I have to say that, while I was really, really leaning towards the blue when comparing the skeins, the red looks so much richer and blocks out with more character.

Plug for Gentle yarn

This stuff is just fabulous to knit with. It is quite elastic, allowing needle acrobatics that would stretch or break other yarns. It feels heavenly and comes in 33 gorgeous colors, too.

Gentle is cobweb weight (6265 yards/lb), but if you are in the market for something finer, check out Yarn Place's Angel (8323 yards/lb). It's 100% merino that feels like cashmere and comes in 16 lovely colors.

To give you a comparison, Heirloom Knitting's Merino Lace is about 7000 yards/lb and their Gossamer Merino is about 11,000 yards/lb. The former comes in 28 colors and the latter in naturalwhite/ecru.

I ordered some of the Merino Lace a while back, but thought it oddly coarse--I'll trade it away at some point. The Gossamer feels wonderful, but I can't see myself knitting white for months on end. (Lyn, if you are reading this, we need some gossamer-weight Gentle!).

And so, to sum up this mildly rambling post, even though the blue color shimmers from the hand of an expert dyer, the red is just more appealing. Furthermore, the red goes better with Harry's complexion and most importantly, would be more difficult for the covert ops folks to track me via satellite.

Tuesday, April 3, 2007

Decisions, Decisions: A Short Harry Story

A few weeks ago,I emailed Harry to see what he's been up to this winter.
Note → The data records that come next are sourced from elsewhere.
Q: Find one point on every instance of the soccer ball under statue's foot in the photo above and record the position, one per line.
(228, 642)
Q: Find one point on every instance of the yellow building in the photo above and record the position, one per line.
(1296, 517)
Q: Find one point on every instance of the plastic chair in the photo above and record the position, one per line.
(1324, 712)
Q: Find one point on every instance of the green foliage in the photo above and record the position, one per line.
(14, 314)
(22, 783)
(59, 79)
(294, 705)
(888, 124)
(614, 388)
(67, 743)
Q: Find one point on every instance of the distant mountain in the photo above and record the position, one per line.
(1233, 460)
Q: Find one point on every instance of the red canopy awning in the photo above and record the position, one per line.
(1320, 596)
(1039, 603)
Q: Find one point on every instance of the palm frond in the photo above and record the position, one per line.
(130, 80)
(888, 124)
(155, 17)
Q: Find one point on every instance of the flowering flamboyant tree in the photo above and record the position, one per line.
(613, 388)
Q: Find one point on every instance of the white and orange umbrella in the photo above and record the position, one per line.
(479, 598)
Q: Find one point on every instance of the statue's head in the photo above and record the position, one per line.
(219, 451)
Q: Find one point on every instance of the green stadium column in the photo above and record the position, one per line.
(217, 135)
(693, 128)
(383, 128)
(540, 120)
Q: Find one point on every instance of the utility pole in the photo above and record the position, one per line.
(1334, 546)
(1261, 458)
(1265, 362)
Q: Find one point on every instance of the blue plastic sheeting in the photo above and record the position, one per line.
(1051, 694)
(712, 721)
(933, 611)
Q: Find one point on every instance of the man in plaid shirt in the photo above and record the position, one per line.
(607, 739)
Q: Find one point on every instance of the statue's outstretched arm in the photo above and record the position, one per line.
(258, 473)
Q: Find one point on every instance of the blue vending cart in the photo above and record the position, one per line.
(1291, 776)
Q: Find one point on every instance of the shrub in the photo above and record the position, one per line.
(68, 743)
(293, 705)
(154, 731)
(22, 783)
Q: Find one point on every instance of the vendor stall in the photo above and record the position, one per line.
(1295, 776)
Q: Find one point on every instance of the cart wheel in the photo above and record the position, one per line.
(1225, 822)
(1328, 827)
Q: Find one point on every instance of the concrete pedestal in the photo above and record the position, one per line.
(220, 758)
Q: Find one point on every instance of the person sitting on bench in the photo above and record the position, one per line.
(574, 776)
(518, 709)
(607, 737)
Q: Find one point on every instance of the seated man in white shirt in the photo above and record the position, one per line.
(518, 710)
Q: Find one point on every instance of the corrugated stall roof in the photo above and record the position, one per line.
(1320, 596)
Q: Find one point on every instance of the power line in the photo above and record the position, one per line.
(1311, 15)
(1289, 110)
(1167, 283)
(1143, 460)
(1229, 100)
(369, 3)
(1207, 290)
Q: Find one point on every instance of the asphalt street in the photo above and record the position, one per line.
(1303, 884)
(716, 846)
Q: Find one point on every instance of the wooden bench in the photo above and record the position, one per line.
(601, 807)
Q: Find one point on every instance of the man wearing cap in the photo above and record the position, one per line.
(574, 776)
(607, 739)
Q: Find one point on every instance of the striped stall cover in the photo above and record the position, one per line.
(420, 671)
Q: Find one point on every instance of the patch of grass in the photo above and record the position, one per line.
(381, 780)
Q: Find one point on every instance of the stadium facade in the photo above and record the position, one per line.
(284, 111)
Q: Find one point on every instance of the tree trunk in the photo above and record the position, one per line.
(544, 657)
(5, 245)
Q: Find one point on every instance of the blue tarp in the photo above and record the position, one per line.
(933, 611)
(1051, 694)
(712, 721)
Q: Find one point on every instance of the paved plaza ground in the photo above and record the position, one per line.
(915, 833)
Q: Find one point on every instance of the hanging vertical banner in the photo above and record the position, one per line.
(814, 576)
He told me that he spent the winter knitting hats for everyone.


After he found most of his efforts adorning cabbages in the garden, he stormed off to the bathroom in a snit.

Not feeling very sociable after the hat debacle, he spent the rest of the winter making extensive renovations to his web. Although most of his concepts clearly missed the point of webness, he felt the creative flair would make up for the lack of practicality.
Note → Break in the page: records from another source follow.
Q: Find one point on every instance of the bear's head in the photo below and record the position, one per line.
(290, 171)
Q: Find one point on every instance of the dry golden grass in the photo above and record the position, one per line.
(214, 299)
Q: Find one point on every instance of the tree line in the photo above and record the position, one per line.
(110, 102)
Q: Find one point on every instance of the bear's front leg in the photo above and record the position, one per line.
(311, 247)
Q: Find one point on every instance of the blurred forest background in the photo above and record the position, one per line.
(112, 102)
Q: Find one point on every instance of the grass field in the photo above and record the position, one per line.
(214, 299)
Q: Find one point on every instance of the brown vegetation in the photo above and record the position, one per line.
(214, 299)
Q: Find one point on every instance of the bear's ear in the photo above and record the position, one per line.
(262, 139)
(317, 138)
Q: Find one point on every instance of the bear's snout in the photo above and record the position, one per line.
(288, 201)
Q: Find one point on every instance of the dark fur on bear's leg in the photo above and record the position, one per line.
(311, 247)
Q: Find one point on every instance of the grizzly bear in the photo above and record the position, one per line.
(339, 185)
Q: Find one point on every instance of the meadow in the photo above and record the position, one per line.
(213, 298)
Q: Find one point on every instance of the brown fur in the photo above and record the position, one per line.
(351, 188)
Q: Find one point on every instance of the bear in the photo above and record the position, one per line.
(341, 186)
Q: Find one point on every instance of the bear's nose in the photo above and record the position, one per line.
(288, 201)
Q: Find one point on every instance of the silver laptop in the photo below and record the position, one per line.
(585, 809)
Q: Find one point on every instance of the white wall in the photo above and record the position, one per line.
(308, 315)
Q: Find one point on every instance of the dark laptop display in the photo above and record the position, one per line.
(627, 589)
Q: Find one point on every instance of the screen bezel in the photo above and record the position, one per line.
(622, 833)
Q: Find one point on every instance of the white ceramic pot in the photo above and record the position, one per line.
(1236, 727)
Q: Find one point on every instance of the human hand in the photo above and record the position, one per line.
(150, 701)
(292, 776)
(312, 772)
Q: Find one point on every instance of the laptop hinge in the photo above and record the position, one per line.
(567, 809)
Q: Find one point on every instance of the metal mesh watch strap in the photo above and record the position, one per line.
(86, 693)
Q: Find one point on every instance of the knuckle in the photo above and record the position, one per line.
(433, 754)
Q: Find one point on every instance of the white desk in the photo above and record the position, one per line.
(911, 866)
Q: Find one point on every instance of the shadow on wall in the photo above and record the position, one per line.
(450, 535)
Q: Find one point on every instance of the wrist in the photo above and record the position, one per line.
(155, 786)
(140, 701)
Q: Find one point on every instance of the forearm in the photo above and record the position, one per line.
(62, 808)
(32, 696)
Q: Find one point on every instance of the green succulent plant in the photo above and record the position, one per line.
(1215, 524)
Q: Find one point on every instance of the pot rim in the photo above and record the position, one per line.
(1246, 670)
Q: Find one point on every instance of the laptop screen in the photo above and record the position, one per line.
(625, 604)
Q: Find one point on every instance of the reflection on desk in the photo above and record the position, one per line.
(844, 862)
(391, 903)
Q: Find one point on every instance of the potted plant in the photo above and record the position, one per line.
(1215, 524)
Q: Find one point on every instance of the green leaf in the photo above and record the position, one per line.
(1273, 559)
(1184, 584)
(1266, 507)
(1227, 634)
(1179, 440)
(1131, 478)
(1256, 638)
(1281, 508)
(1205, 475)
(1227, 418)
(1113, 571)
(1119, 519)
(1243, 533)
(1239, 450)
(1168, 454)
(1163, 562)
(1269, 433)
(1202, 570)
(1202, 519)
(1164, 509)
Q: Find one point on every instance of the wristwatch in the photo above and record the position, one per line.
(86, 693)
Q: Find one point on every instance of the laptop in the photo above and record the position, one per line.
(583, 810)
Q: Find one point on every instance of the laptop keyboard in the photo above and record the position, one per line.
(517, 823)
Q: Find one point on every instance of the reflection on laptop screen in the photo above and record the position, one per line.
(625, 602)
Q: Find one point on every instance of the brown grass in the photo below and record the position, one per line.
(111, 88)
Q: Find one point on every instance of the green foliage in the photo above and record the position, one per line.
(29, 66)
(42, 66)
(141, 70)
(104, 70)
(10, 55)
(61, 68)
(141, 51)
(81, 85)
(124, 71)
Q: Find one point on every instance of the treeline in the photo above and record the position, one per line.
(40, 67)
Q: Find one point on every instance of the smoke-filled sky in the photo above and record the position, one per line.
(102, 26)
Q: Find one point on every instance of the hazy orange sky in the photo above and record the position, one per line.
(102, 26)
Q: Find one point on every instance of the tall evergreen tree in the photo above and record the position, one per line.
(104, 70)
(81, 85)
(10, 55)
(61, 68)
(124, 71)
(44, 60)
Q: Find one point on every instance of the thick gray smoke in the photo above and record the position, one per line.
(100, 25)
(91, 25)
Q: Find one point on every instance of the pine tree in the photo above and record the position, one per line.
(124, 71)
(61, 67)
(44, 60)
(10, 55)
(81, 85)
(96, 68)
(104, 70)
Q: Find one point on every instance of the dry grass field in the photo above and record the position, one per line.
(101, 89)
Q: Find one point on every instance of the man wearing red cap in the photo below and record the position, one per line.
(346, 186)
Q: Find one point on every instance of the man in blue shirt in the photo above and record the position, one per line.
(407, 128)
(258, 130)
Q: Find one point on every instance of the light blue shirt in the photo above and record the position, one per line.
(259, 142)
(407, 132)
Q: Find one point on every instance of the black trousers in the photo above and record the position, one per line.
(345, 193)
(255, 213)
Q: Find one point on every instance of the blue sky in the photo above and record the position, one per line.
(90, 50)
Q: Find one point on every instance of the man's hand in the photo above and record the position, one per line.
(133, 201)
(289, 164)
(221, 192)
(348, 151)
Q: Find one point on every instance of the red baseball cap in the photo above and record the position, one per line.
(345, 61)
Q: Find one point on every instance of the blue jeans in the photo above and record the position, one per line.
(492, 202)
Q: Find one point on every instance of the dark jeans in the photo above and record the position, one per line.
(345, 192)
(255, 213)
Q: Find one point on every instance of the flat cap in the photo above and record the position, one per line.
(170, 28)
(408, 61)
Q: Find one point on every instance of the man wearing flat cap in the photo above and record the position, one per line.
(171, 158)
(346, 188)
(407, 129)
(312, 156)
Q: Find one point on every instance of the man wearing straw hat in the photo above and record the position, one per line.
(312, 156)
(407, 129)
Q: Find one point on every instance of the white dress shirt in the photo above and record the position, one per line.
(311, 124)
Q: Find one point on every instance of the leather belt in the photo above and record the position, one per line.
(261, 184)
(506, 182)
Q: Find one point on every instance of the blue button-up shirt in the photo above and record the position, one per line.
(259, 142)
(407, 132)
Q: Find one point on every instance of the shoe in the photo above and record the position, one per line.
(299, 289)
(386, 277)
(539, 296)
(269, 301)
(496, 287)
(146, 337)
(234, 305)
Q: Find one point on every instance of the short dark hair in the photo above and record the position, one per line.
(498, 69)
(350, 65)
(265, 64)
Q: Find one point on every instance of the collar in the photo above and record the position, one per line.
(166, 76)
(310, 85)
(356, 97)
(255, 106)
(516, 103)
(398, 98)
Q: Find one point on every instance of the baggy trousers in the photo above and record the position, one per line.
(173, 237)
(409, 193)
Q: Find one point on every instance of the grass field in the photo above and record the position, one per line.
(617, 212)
He could scarf some fly snacks from everyone else's boring, utilitarian webs while they were off slaving in the workshop.
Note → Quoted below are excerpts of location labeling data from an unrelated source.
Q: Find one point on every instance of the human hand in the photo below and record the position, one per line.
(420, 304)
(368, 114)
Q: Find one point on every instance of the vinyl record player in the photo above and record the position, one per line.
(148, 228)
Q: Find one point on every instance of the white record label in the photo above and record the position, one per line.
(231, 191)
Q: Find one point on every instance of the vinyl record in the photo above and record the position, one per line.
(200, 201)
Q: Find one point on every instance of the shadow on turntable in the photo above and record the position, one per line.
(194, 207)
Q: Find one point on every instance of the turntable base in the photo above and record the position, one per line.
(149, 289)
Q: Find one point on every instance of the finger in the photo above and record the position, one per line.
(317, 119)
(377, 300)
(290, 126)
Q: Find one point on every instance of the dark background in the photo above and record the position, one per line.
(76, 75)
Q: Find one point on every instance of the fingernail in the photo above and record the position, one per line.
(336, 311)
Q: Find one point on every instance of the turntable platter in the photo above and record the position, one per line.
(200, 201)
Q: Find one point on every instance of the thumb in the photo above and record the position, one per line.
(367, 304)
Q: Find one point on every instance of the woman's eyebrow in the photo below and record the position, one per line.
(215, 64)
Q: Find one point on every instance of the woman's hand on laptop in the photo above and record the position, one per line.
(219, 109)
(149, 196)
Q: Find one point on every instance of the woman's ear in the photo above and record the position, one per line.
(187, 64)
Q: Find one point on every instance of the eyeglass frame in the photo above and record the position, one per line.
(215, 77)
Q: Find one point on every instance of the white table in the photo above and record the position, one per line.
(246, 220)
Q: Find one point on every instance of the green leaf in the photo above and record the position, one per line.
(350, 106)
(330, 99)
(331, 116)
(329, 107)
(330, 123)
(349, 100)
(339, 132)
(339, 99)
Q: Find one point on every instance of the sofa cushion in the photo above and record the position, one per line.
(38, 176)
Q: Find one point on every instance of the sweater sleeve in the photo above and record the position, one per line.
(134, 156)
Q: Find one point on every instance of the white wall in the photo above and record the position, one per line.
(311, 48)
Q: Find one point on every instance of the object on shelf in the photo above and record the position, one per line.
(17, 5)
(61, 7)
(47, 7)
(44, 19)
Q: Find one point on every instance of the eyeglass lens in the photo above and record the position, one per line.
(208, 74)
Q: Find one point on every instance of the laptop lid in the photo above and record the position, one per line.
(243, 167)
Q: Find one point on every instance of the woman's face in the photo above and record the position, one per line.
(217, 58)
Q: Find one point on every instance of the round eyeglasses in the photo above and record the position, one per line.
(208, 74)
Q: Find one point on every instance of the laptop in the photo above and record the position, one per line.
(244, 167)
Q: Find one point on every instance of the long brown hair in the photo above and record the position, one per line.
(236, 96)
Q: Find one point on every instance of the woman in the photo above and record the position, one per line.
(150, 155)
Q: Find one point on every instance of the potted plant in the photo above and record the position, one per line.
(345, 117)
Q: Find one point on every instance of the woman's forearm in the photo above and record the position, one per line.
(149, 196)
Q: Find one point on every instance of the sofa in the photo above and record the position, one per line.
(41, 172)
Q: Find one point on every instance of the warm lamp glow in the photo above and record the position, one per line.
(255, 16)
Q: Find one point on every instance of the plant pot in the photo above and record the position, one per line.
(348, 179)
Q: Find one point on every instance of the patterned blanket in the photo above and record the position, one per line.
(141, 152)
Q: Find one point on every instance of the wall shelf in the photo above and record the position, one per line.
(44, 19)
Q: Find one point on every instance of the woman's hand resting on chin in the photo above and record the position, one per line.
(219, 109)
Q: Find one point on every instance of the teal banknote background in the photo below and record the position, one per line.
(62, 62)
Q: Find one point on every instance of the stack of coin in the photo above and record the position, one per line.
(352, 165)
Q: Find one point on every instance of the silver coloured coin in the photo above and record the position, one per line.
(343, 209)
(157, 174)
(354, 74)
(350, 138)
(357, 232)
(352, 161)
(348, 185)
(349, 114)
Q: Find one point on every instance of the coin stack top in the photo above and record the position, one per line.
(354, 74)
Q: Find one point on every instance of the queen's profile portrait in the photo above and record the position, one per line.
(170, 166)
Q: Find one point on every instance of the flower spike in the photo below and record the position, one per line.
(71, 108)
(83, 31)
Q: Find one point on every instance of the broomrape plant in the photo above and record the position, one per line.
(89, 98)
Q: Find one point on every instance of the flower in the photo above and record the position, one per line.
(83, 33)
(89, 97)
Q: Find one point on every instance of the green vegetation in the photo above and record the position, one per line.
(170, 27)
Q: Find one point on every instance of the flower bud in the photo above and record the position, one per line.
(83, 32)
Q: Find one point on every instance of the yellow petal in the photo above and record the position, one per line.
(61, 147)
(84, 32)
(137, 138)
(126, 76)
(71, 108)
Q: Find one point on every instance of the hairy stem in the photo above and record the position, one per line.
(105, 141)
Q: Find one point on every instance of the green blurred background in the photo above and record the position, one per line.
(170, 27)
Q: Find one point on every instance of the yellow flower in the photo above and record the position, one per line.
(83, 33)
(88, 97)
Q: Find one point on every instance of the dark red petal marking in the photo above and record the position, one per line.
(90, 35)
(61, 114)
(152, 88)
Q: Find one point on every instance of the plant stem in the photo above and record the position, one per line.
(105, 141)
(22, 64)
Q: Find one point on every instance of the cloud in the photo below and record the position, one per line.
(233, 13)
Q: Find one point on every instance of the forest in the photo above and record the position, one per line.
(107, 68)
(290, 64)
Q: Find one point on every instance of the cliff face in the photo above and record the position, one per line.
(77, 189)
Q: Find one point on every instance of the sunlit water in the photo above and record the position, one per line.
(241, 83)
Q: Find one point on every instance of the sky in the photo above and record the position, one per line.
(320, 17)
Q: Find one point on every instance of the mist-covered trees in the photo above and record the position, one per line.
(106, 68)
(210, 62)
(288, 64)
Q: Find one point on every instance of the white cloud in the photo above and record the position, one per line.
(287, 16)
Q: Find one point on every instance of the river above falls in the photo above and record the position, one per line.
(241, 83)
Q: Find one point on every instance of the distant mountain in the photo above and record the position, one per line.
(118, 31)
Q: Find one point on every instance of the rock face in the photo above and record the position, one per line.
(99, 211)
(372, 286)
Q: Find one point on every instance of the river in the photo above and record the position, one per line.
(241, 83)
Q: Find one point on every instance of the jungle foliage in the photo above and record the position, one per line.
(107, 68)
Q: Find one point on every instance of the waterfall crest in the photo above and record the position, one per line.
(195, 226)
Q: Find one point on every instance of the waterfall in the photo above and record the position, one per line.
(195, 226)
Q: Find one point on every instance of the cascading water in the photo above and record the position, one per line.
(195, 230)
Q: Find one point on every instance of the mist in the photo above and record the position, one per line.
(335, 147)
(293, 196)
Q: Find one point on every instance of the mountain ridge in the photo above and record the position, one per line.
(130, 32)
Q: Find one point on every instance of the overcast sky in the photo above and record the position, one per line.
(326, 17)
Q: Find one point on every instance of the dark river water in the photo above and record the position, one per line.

After complimenting him on his originality, I suggested he cruise the laptop thoughtfully left under the table for something more, um, traditional.

His little heart is now set on completing Sharon Miller's Unst shawl for this year's exhibition, but he was having trouble deciding what yarn and color would work best with this exquisite design.

We hooked up a video conference and he did a virtual crawl through my stash.


Most of my puny pile received eight thumbs down, but he did like the the Dark Ruby Gentle from Yarn Place.

"Rich color," he said thoughtfully. "Goes well with my complexion. A bit too warm-colored for Unst, perhaps."


Harry dug deeper into the pile, falling fast asleep inside a skein of alpaca silk.

After an hour of snoozing, he resumed his perusal.

"I kind of like that Zephyr in Marine Blue," he said, "But the yarn is way too heavy for the Unst shawl."


"However, this Grignasco Merino/Silk is the perfect weight and it's almost as soft as spider silk, so do you think you could maybe get it dyed Marine Blue for me?"

We did some bickering that involved mosquito removal and web dispersal before my arrival, to which he agreed with rather good grace for a spider (that is to say, a bit snarfy).

Harry's yarn arrived the other day, and the blue is just stunningly gorgeous.


Still undecided, Harry did some Unst Photoshopping and emailed me two pictures:


Harry asked me to post his pictures and see if his eagle-eyed audience might weigh in with their opinions.

In the meantime, he's now busy designing another Shetland shawl. Here's a snip of the center:



And a bit of a border:



He's still fooling with it, but we'll both keep you posted.